Wetland platforms of this kind were constructed directly over boggy or flooded terrain, typically to provide a stable working surface or a place to process materials at the water's edge. What makes this cluster unusual is its scale: nineteen identified in a single bog survey is a significant concentration, and the range of construction techniques suggests these were not all built at the same moment or for the same purpose.

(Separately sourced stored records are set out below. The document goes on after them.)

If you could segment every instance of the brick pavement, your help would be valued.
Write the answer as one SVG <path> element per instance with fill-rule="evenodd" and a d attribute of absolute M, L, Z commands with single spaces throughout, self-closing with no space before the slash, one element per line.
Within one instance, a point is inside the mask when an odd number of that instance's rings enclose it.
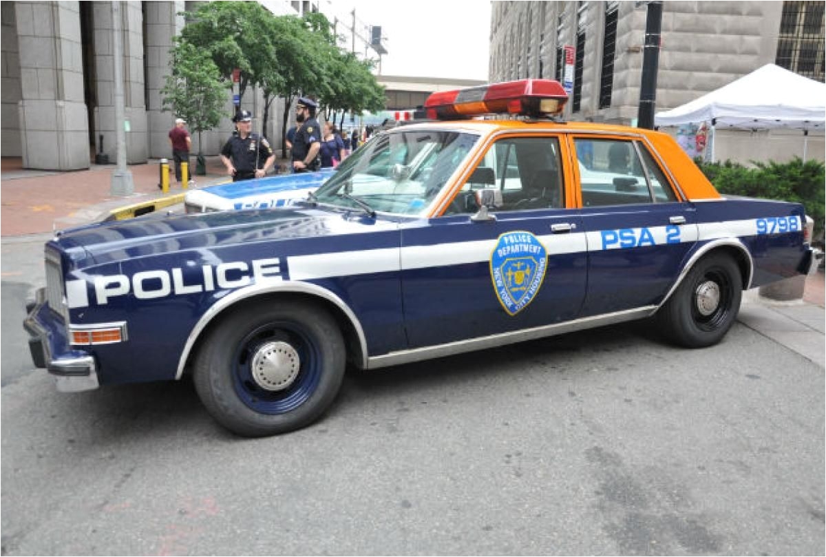
<path fill-rule="evenodd" d="M 194 168 L 194 157 L 192 160 Z M 65 220 L 89 207 L 104 204 L 114 208 L 161 198 L 163 193 L 158 188 L 159 163 L 155 159 L 144 164 L 130 165 L 135 193 L 118 197 L 110 193 L 114 164 L 93 165 L 88 170 L 47 172 L 23 169 L 20 158 L 3 157 L 0 177 L 0 235 L 50 232 L 54 230 L 56 221 Z M 206 176 L 194 178 L 198 187 L 228 179 L 216 156 L 206 158 Z M 182 191 L 176 185 L 173 174 L 169 194 Z"/>

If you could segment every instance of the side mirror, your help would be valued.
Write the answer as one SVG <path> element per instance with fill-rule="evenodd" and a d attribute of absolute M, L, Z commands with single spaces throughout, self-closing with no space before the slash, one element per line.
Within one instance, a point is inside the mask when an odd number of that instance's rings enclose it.
<path fill-rule="evenodd" d="M 490 222 L 496 221 L 495 215 L 488 212 L 488 209 L 496 208 L 502 206 L 502 192 L 498 188 L 486 188 L 477 189 L 473 192 L 476 196 L 476 203 L 479 206 L 479 211 L 470 217 L 473 222 Z"/>
<path fill-rule="evenodd" d="M 476 204 L 488 209 L 496 209 L 502 206 L 502 191 L 498 188 L 485 188 L 473 192 Z"/>

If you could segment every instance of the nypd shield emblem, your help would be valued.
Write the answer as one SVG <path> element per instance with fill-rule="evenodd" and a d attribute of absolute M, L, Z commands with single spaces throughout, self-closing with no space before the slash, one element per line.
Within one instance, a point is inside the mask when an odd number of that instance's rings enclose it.
<path fill-rule="evenodd" d="M 491 278 L 509 315 L 516 315 L 534 301 L 547 268 L 548 251 L 530 232 L 506 232 L 499 236 L 491 255 Z"/>

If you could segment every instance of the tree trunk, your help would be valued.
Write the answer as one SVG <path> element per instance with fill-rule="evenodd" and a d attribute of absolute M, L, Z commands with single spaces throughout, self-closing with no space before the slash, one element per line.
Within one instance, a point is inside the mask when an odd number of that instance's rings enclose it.
<path fill-rule="evenodd" d="M 261 122 L 261 136 L 267 138 L 267 121 L 269 119 L 269 105 L 275 98 L 275 95 L 265 94 L 263 96 L 263 121 Z"/>

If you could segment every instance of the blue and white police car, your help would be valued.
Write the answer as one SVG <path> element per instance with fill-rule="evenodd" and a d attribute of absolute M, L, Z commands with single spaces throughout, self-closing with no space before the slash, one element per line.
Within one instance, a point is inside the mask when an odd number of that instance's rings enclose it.
<path fill-rule="evenodd" d="M 646 317 L 709 346 L 744 289 L 808 270 L 801 205 L 724 198 L 666 134 L 548 117 L 566 99 L 439 92 L 434 121 L 378 134 L 304 202 L 58 233 L 35 364 L 64 391 L 192 374 L 220 423 L 267 436 L 318 419 L 348 364 Z"/>
<path fill-rule="evenodd" d="M 306 199 L 330 176 L 333 169 L 296 174 L 276 174 L 187 191 L 186 212 L 284 207 Z"/>

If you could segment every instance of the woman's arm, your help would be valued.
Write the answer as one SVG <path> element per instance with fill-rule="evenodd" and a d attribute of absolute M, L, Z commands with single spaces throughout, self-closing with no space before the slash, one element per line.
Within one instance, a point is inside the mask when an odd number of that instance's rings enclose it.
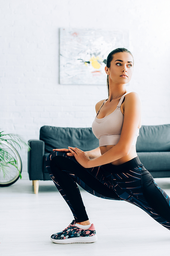
<path fill-rule="evenodd" d="M 141 104 L 137 93 L 131 92 L 126 95 L 124 103 L 124 119 L 121 135 L 118 143 L 100 157 L 89 159 L 79 149 L 69 147 L 76 160 L 85 168 L 91 168 L 111 163 L 127 156 L 139 125 Z"/>
<path fill-rule="evenodd" d="M 73 154 L 72 154 L 68 148 L 56 148 L 53 149 L 53 151 L 60 151 L 62 152 L 65 152 L 67 153 L 67 156 L 70 157 L 73 157 Z M 82 151 L 84 152 L 84 151 Z M 101 156 L 101 152 L 99 147 L 95 149 L 92 149 L 89 151 L 85 151 L 84 152 L 89 158 L 89 159 L 92 159 L 96 157 L 98 157 Z"/>
<path fill-rule="evenodd" d="M 85 153 L 90 159 L 93 159 L 101 156 L 101 152 L 99 147 L 90 151 L 85 151 Z"/>

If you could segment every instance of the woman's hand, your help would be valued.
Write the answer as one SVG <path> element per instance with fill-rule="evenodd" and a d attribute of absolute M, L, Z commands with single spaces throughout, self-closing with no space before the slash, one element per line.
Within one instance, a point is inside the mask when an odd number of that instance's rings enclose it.
<path fill-rule="evenodd" d="M 63 152 L 69 152 L 67 153 L 67 156 L 69 157 L 73 157 L 73 154 L 70 152 L 68 148 L 56 148 L 55 149 L 53 149 L 53 151 L 60 151 Z"/>
<path fill-rule="evenodd" d="M 78 162 L 83 167 L 88 168 L 88 163 L 90 160 L 85 152 L 78 148 L 72 147 L 68 147 L 68 148 L 70 153 L 74 157 Z"/>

A field survey published in 1999 recorded the structures in detail. Most were built from a combination of brushwood and roundwood, the basic vocabulary of prehistoric wetland carpentry, but the builders occasionally went further. Three platforms incorporated small anchoring pegs to hold the material in place, and two examples showed woven brushwood, a more deliberate interlacing technique that would have added both strength and surface stability. Radiocarbon dates were obtained from four of the platforms, placing one in the Late Bronze Age between 792 and 526 BC, and another in the Iron Age between 351 and 120 BC, a span of several centuries during which the bog was evidently a site of repeated human activity. Where wood species could be identified, nine sites yielded results: alder, ash, birch, hazel, and willow, all native species that would have grown around the bog margins and were well suited to wet conditions, particularly alder, which resists decay when kept permanently waterlogged.